Es ist eine wahrlich tragische Symbiose eines rachsüchtigen, verbitterten Professors und einer geltungssüchtigen, aber liebevoll einfach gestrickten Seele, die bereitwillig seine Vergeltungspläne vorbereitet. Wundervoll, wie Mann die einfachen Leute ihren Dialekt sprechen lässt, dem Professor hingegen gedrechselte Sätze in den Mund legt. Man sieht sie alle förmlich vor sich, wie sie lachen, wie sie weinen, wie sie schwitzen und sich quälen. Die Verquickungen nehmen immer weiter zu und man fragt sich ernstlich, wo das Ganze eigentlich hinführen soll.

Die Beobachtungen des Menschseins im Allgemeinen sowie zwischenmenschlicher Machtverhältnisse im Besonderen sind entlarvend, amüsant und manches Mal auch geradezu erschreckend.

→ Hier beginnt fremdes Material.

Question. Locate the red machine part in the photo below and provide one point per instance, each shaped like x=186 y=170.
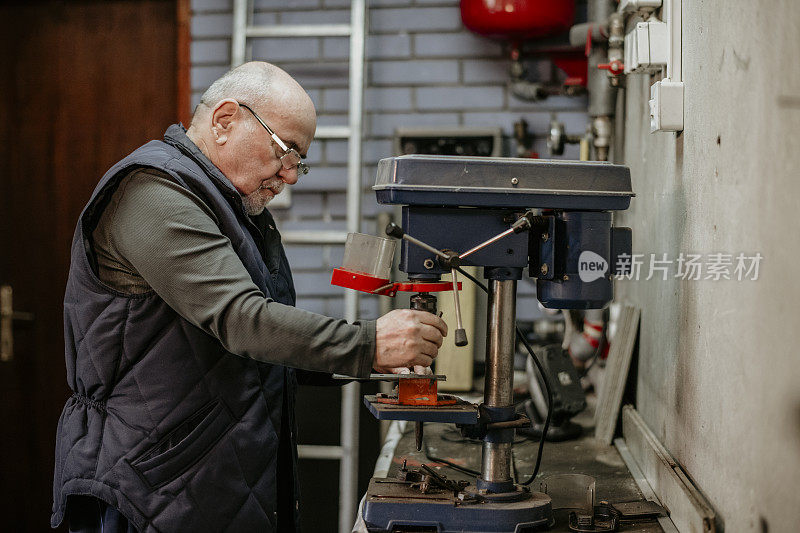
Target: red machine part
x=616 y=67
x=517 y=20
x=418 y=391
x=366 y=283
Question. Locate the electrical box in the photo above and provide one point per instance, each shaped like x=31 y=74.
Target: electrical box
x=646 y=47
x=483 y=142
x=666 y=106
x=632 y=6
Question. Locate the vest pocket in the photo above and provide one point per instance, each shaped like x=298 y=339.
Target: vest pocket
x=184 y=446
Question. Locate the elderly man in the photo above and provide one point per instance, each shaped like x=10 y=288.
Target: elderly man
x=183 y=347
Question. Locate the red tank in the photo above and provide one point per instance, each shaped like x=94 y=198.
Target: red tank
x=517 y=20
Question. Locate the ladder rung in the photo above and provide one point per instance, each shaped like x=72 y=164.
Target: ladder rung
x=300 y=30
x=332 y=132
x=312 y=451
x=313 y=237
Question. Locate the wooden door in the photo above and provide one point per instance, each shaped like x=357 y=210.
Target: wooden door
x=82 y=83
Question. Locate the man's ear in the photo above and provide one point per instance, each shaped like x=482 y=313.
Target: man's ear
x=224 y=115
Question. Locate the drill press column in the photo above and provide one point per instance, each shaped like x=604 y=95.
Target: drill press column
x=499 y=380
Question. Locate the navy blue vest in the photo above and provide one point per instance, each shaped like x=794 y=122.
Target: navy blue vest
x=164 y=424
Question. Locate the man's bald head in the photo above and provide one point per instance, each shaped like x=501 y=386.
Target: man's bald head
x=225 y=128
x=268 y=89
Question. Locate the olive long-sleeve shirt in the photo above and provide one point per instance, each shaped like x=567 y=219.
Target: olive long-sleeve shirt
x=155 y=235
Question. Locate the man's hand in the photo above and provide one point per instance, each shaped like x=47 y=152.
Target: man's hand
x=406 y=338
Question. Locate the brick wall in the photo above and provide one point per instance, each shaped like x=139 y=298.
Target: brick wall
x=424 y=69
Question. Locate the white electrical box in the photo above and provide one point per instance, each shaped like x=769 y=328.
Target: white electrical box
x=631 y=6
x=647 y=47
x=666 y=106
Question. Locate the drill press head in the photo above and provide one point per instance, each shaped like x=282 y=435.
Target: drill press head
x=454 y=203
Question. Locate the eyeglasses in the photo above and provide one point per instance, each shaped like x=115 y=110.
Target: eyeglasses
x=291 y=157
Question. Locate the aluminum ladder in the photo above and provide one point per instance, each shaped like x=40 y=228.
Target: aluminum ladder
x=347 y=451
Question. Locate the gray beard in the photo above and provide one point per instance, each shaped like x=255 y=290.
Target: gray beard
x=255 y=202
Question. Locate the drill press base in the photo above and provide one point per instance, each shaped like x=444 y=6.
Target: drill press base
x=391 y=504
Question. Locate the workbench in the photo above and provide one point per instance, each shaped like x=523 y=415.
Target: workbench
x=585 y=455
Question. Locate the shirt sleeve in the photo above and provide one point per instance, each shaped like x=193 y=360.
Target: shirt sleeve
x=169 y=236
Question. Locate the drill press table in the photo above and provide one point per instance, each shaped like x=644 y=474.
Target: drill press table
x=585 y=455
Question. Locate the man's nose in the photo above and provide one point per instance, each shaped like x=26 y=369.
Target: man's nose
x=289 y=176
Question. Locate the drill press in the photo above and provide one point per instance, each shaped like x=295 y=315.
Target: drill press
x=553 y=217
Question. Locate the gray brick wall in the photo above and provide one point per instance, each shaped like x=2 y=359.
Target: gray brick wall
x=424 y=69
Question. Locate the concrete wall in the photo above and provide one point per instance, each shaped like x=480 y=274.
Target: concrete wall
x=719 y=371
x=423 y=70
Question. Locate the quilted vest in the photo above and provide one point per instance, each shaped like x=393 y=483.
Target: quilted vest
x=164 y=424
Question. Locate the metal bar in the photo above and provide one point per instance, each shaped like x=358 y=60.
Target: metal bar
x=394 y=377
x=487 y=243
x=238 y=36
x=300 y=30
x=456 y=302
x=499 y=381
x=641 y=482
x=424 y=246
x=332 y=132
x=313 y=451
x=314 y=237
x=393 y=436
x=348 y=467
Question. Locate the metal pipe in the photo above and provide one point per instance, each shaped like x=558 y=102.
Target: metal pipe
x=496 y=462
x=238 y=34
x=499 y=381
x=500 y=347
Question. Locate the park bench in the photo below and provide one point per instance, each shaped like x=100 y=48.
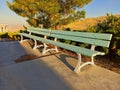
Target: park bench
x=93 y=39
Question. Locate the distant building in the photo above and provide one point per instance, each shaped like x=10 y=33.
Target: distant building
x=3 y=27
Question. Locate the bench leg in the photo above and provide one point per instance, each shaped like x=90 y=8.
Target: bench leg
x=36 y=46
x=46 y=50
x=21 y=38
x=79 y=65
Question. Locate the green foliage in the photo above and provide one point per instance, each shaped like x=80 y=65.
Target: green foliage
x=110 y=25
x=50 y=13
x=10 y=35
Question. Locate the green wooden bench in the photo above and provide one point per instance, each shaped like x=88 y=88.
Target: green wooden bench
x=93 y=39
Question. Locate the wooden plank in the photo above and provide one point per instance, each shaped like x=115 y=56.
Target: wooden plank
x=76 y=49
x=85 y=34
x=92 y=41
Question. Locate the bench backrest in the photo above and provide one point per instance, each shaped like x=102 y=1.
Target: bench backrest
x=97 y=39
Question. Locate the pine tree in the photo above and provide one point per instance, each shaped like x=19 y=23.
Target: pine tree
x=50 y=13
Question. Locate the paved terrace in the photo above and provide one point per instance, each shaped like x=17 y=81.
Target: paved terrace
x=51 y=72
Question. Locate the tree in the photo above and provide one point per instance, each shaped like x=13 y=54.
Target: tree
x=111 y=25
x=50 y=13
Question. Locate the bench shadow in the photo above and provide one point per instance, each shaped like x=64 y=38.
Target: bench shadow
x=63 y=57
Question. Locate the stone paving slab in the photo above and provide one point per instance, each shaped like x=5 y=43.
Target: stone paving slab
x=91 y=78
x=31 y=75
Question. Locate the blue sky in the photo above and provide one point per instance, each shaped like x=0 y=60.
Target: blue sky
x=94 y=9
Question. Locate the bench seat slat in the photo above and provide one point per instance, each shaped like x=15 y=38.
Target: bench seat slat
x=85 y=34
x=76 y=49
x=92 y=41
x=81 y=34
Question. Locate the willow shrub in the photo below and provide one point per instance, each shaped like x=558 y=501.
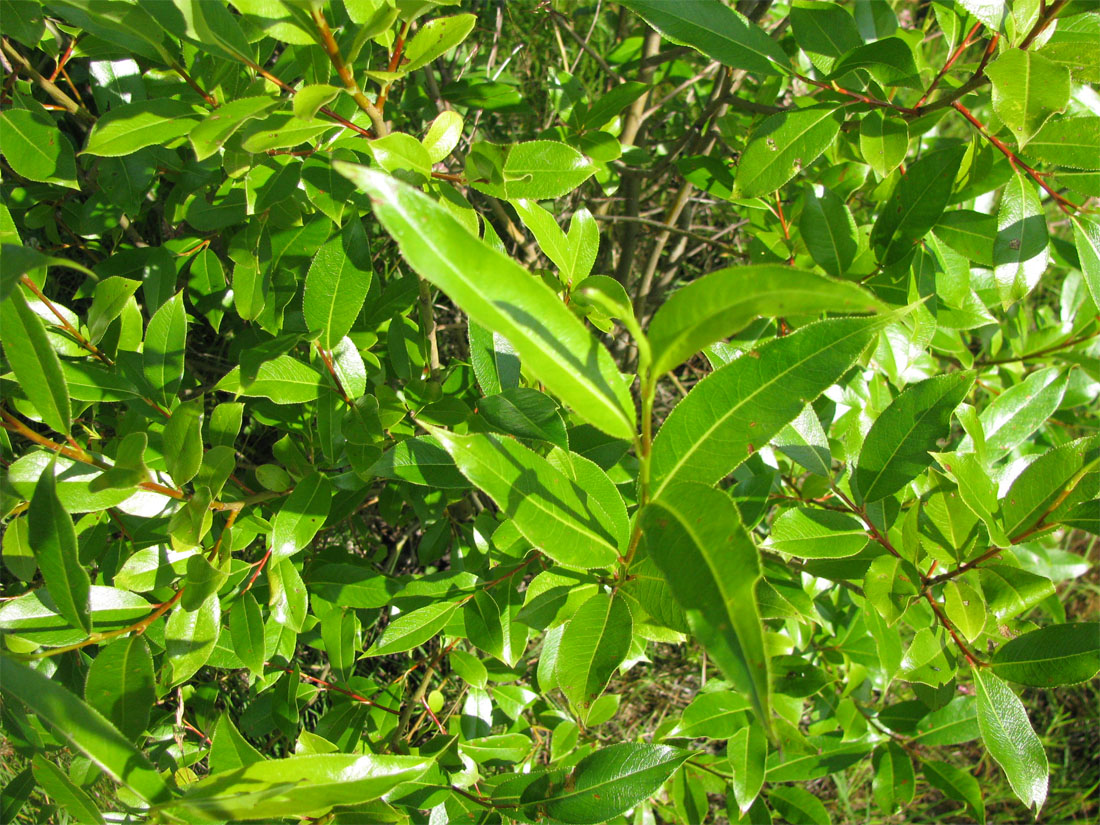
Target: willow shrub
x=320 y=503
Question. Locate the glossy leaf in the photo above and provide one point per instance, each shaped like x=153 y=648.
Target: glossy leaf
x=497 y=293
x=84 y=728
x=595 y=642
x=955 y=784
x=782 y=145
x=916 y=202
x=1021 y=252
x=560 y=517
x=298 y=785
x=53 y=538
x=337 y=284
x=695 y=537
x=142 y=123
x=816 y=534
x=611 y=781
x=739 y=407
x=35 y=364
x=1011 y=740
x=1027 y=89
x=895 y=450
x=300 y=516
x=715 y=30
x=120 y=684
x=1052 y=656
x=746 y=751
x=165 y=344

Denn man kennt „den längeren Hebel“, den ein Lehrer häufig innerhalb des Schulgebäudes besitzt, weiß aber auch von der Grausamkeit, die Schüler außerhalb desselben zeigen können.

Wer sich also nicht gleich abschrecken lässt von einem schon etwas in die Jahre gekommenen Deutsch und ein bißchen Voyeurismus mitbringt, der wird sich bei dieser Lektüre vergnüglich die Hände reiben.